The U.S. Supreme Court denied a request by 20 states to block the agency’s mercury-emissions rule while lawsuits proceed.

The U.S. Supreme Court denied a request Thursday to block the EPA’s mercury-emissions rule while legal challenges proceed, handing a temporary victory to the the Obama administration and environmental groups.

Twenty states asked lower courts to block the rule’s enforcement while their case against the EPA is ongoing. The D.C. Circuit Court of Appeals denied their motion in December, and the states turned to Chief Justice John Roberts, who oversees stay requests from the D.C. Circuit. Although Roberts can refer those requests to the entire Supreme Court for consideration, he rejected it on his own authority as the circuit justice.

The EPA adopted its long-awaited emissions rule in February 2012, targeting mercury and other toxic byproducts of fossil fuels emitted by power plants. Agency officials estimated the new regulations would reduce those emissions by 90 percent and prevent about 11,000 premature deaths each year.

Under the Clean Air Act, the EPA has broad authority to regulate residual emissions from power plants and other major sources of air pollution when the agency considers it “appropriate and necessary.” Almost two-dozen states challenged the rule in court, arguing the EPA failed to consider the financial burden of its regulations when it decided to intervene.
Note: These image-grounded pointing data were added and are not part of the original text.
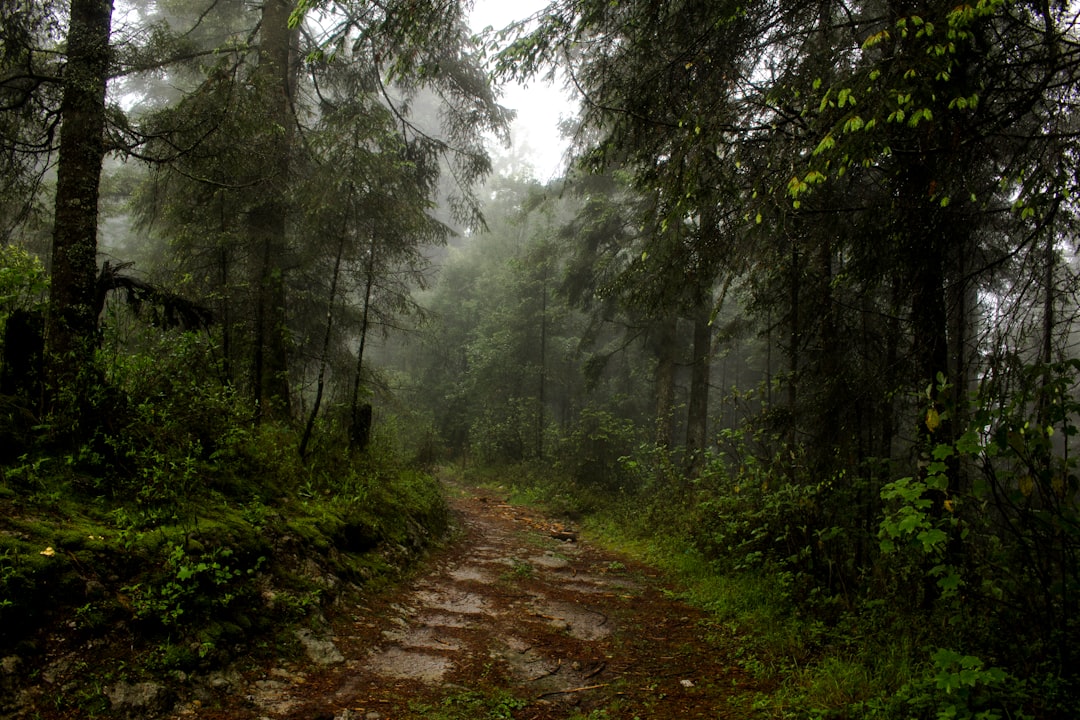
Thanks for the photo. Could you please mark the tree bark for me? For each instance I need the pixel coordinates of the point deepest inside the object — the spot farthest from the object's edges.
(697, 428)
(320, 383)
(664, 381)
(71, 323)
(268, 219)
(361, 416)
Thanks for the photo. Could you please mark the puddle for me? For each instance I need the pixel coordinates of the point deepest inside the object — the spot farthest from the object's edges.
(451, 600)
(440, 620)
(550, 561)
(580, 622)
(407, 665)
(424, 638)
(471, 573)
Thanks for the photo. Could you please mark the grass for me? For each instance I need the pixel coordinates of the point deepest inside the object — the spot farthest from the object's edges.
(147, 588)
(804, 668)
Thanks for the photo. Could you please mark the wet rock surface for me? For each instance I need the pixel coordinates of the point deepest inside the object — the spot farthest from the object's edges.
(564, 626)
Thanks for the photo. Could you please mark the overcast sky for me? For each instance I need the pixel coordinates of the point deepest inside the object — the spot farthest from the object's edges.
(539, 106)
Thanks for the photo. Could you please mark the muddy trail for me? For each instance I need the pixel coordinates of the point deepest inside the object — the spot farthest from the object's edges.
(516, 619)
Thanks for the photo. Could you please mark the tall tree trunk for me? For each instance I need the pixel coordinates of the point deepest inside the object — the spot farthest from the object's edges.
(664, 380)
(268, 220)
(543, 364)
(697, 428)
(320, 383)
(361, 416)
(71, 324)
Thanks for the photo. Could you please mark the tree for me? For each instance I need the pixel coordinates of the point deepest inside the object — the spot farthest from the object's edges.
(72, 318)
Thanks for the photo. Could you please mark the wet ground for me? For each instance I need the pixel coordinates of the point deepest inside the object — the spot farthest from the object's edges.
(516, 608)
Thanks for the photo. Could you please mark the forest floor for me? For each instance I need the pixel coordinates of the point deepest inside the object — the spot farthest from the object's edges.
(507, 621)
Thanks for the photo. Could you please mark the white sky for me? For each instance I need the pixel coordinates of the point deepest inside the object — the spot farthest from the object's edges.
(539, 106)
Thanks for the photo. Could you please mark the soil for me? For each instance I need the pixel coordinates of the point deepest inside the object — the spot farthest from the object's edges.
(517, 607)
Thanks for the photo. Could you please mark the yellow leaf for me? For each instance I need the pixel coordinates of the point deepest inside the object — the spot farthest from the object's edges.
(1026, 485)
(933, 420)
(1058, 486)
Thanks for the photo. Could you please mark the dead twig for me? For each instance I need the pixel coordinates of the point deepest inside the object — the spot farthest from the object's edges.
(572, 690)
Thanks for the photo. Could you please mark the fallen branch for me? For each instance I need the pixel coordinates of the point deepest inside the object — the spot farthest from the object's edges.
(574, 690)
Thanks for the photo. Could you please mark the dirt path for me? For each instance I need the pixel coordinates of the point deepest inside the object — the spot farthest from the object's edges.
(509, 622)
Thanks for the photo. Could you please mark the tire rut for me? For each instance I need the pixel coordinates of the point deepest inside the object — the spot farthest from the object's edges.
(511, 606)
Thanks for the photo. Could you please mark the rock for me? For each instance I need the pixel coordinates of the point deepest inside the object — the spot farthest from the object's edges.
(322, 652)
(138, 700)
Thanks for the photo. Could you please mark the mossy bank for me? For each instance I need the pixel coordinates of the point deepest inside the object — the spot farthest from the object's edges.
(117, 601)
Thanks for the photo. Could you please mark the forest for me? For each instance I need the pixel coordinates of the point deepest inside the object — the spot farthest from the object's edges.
(796, 324)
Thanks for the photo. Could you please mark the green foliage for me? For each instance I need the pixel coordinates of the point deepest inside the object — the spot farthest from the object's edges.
(23, 281)
(474, 705)
(592, 450)
(190, 588)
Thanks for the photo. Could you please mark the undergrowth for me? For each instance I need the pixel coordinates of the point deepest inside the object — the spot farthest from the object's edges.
(180, 538)
(901, 609)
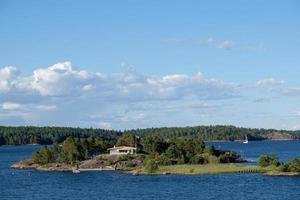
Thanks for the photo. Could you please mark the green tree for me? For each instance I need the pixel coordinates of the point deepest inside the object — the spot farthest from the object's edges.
(151, 166)
(36, 157)
(294, 165)
(128, 139)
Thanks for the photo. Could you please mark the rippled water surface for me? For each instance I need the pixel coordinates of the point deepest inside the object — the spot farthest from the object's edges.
(27, 184)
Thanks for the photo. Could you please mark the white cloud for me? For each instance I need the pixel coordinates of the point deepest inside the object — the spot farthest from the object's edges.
(269, 83)
(79, 94)
(292, 91)
(46, 107)
(211, 42)
(10, 106)
(7, 76)
(105, 125)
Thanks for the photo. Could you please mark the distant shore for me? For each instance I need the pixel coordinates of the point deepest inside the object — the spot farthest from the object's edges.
(185, 169)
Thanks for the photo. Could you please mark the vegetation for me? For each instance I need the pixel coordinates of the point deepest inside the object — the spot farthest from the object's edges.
(268, 160)
(209, 133)
(49, 135)
(271, 161)
(71, 151)
(205, 169)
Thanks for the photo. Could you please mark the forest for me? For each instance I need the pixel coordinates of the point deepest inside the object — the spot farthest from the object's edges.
(23, 135)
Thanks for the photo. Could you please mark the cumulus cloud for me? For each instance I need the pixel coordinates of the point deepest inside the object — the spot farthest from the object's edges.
(80, 94)
(211, 42)
(292, 91)
(10, 106)
(269, 83)
(7, 77)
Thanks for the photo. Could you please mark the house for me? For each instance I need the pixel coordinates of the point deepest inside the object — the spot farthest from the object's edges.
(122, 150)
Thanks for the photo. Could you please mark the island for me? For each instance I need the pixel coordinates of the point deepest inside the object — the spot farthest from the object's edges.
(150, 155)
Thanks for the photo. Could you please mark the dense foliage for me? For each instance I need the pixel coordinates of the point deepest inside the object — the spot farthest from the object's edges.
(49, 135)
(272, 160)
(268, 160)
(183, 151)
(70, 151)
(228, 133)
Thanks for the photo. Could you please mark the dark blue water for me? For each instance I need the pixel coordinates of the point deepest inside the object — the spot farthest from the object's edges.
(27, 184)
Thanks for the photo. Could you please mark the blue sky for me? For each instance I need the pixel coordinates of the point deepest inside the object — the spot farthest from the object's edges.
(128, 64)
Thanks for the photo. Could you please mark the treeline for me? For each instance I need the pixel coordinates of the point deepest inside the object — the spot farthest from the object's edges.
(272, 160)
(48, 135)
(209, 133)
(71, 151)
(156, 148)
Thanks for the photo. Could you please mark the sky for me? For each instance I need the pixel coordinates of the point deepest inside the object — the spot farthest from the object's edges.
(125, 64)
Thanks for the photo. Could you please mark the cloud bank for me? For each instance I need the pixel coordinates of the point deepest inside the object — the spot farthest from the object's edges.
(63, 95)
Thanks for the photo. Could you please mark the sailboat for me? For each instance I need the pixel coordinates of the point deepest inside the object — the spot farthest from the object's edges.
(246, 140)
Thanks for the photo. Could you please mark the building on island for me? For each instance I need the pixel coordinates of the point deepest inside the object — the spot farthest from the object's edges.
(122, 150)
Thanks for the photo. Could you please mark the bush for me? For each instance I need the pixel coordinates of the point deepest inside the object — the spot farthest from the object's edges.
(197, 159)
(151, 166)
(165, 160)
(284, 168)
(268, 160)
(294, 165)
(224, 159)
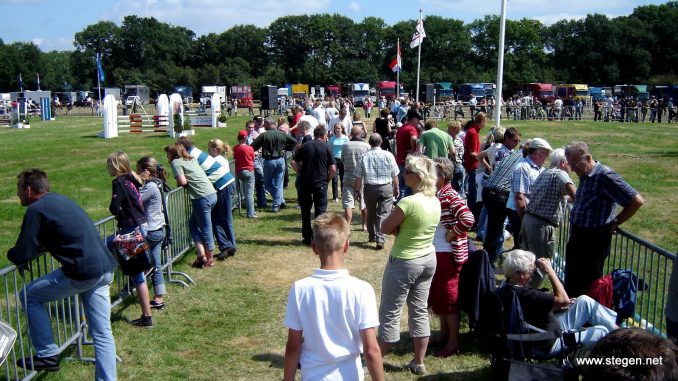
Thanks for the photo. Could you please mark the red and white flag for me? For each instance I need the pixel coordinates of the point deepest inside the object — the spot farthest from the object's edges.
(396, 65)
(419, 35)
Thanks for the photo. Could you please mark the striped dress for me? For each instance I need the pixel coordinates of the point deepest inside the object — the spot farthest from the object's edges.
(454, 216)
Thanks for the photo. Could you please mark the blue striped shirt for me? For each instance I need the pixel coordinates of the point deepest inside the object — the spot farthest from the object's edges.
(598, 192)
(219, 175)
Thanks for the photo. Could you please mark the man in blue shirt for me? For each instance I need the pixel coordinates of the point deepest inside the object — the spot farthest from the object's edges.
(57, 224)
(592, 219)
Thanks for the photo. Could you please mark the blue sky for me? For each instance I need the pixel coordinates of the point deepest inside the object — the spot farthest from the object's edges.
(51, 24)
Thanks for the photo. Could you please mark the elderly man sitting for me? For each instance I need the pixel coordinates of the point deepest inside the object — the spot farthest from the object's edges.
(555, 311)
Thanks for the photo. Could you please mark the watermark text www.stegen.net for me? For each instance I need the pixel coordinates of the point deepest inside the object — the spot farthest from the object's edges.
(620, 361)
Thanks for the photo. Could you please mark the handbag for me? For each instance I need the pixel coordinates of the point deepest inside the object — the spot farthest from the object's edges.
(7, 339)
(132, 252)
The EPA countered that while it did not weigh that burden at the beginning of its process, the agency did consider it multiple times thereafter.

A sharply divided Supreme Court sided with the states last June in Michigan v. EPA and ordered the agency to weigh costs when making its initial decision to regulate.
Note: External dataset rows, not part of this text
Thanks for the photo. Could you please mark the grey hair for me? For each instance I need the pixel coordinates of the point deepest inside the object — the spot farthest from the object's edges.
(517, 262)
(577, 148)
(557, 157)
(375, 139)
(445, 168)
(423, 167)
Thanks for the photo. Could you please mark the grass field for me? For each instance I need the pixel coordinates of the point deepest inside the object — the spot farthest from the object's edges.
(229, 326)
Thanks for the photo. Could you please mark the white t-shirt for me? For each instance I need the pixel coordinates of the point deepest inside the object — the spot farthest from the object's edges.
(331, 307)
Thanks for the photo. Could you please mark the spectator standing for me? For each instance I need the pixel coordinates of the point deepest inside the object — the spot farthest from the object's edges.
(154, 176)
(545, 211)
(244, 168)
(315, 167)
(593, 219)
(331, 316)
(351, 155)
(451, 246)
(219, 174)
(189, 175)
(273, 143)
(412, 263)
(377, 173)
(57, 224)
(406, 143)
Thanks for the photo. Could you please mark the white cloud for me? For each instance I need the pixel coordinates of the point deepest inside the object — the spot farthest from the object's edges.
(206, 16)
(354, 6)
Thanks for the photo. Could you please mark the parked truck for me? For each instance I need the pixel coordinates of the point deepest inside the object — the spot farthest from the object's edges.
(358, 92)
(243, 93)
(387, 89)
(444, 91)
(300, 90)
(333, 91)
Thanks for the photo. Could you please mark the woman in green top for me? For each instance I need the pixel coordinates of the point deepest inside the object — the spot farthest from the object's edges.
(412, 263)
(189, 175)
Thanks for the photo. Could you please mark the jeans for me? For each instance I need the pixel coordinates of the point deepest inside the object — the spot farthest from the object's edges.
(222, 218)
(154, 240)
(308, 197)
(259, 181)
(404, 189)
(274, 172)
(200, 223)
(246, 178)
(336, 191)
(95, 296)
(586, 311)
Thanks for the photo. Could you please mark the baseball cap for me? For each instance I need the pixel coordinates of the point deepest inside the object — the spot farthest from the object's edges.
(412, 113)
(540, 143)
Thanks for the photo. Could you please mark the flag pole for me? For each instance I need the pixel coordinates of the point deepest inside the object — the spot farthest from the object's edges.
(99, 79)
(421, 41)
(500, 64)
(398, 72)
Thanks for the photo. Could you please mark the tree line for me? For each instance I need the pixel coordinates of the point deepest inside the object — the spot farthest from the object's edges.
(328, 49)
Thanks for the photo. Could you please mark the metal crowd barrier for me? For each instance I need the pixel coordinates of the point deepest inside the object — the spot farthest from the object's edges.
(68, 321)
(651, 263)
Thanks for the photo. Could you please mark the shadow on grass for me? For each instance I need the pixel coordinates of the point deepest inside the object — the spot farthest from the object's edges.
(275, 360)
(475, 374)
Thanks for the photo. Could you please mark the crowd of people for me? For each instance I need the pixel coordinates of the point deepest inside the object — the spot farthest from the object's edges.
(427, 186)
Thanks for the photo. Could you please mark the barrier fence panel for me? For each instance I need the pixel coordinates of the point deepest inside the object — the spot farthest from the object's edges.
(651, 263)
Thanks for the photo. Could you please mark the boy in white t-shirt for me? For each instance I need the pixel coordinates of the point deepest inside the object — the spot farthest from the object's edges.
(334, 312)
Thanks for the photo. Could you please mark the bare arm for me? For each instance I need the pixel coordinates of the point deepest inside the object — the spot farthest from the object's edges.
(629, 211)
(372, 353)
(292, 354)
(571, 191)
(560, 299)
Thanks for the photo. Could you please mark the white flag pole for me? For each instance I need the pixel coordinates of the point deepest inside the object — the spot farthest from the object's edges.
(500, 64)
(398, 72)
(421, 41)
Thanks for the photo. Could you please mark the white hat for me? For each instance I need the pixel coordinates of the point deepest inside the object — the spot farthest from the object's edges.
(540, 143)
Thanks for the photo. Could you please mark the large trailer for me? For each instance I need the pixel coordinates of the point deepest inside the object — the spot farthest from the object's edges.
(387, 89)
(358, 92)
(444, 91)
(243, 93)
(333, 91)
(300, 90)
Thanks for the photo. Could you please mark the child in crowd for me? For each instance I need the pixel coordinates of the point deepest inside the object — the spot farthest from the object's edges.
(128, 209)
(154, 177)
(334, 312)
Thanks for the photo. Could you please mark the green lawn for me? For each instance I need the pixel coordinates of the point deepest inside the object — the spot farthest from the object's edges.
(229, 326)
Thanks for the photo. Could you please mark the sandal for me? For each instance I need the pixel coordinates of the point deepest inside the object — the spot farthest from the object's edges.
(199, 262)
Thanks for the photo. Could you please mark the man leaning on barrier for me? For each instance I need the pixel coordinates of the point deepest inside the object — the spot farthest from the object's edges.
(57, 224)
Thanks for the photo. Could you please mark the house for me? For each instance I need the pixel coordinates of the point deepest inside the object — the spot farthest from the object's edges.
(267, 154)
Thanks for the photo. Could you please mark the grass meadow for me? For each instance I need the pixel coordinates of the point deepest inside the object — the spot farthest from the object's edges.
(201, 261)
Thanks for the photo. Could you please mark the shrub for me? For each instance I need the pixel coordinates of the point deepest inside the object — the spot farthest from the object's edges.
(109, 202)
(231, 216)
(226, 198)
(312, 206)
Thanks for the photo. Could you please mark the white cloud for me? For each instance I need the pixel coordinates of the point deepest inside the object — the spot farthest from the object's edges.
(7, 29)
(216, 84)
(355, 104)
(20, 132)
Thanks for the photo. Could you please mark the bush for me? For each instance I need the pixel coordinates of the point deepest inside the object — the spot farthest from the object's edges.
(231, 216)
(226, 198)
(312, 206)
“It is not rational, never mind ‘appropriate,’ to impose billions of dollars in economic costs in return for a few dollars in health or environmental benefits,” Justice Antonin Scalia wrote for a 5-4 majority.
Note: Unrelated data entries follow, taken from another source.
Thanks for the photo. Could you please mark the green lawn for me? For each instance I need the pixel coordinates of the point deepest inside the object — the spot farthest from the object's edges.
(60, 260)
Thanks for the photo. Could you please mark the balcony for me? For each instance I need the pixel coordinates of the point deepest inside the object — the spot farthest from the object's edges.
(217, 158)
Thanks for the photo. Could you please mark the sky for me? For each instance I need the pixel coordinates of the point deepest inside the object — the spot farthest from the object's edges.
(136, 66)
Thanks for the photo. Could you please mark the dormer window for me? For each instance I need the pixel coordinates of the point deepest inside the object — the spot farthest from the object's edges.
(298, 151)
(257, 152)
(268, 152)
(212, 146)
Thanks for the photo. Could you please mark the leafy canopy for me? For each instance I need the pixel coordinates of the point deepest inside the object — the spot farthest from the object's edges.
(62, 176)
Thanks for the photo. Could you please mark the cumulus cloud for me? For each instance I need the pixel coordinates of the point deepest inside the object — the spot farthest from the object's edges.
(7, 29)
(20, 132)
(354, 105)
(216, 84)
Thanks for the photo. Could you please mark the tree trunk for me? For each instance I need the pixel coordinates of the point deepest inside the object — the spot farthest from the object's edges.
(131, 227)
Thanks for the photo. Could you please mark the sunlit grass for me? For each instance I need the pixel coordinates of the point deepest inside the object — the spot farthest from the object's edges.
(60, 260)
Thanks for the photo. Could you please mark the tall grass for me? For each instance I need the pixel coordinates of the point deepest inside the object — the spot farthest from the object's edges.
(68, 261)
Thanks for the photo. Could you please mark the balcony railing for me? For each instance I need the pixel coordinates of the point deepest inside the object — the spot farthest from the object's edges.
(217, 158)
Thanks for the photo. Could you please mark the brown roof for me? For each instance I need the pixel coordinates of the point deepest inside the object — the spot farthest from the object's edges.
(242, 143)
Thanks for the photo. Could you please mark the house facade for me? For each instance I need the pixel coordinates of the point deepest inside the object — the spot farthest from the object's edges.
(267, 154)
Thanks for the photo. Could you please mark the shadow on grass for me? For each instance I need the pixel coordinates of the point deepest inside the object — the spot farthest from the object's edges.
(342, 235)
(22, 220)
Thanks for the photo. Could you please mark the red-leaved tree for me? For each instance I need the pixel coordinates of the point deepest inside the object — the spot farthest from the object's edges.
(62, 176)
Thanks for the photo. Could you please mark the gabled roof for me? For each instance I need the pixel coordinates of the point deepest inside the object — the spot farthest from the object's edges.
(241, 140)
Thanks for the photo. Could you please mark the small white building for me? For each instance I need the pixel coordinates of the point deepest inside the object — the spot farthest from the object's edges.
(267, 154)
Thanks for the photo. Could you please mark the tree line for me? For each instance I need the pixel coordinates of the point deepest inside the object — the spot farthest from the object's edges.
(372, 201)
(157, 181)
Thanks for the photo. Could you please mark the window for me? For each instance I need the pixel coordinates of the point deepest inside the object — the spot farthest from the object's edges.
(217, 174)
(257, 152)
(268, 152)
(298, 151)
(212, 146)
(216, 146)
After the Court’s ruling, the case returned to the D.C. Circuit as the EPA conducts a full cost review of the mercury-emissions rule. While that review takes place, the states hoped to block federal regulators from enforcing it, citing the financial impact of compliance.

The Court granted a request to halt enforcement of the EPA’s Clean Power Plan last month in a 5-4 vote in West Virginia v. EPA, dealing a serious blow to the Obama administration’s efforts to curb climate change. Both Roberts and Scalia voted for a stay then; granting it was one of Scalia’s last official acts as a justice before his death on February 13. The four justices from the Court’s liberal wing dissented without comment.

But a similar intervention didn’t occur in Michigan v. EPA. Roberts’ refusal to grant a stay will allow the Obama administration to rein in toxic emissions while the EPA tabulates the rule’s cost. The agency’s review is expected to be finished in April.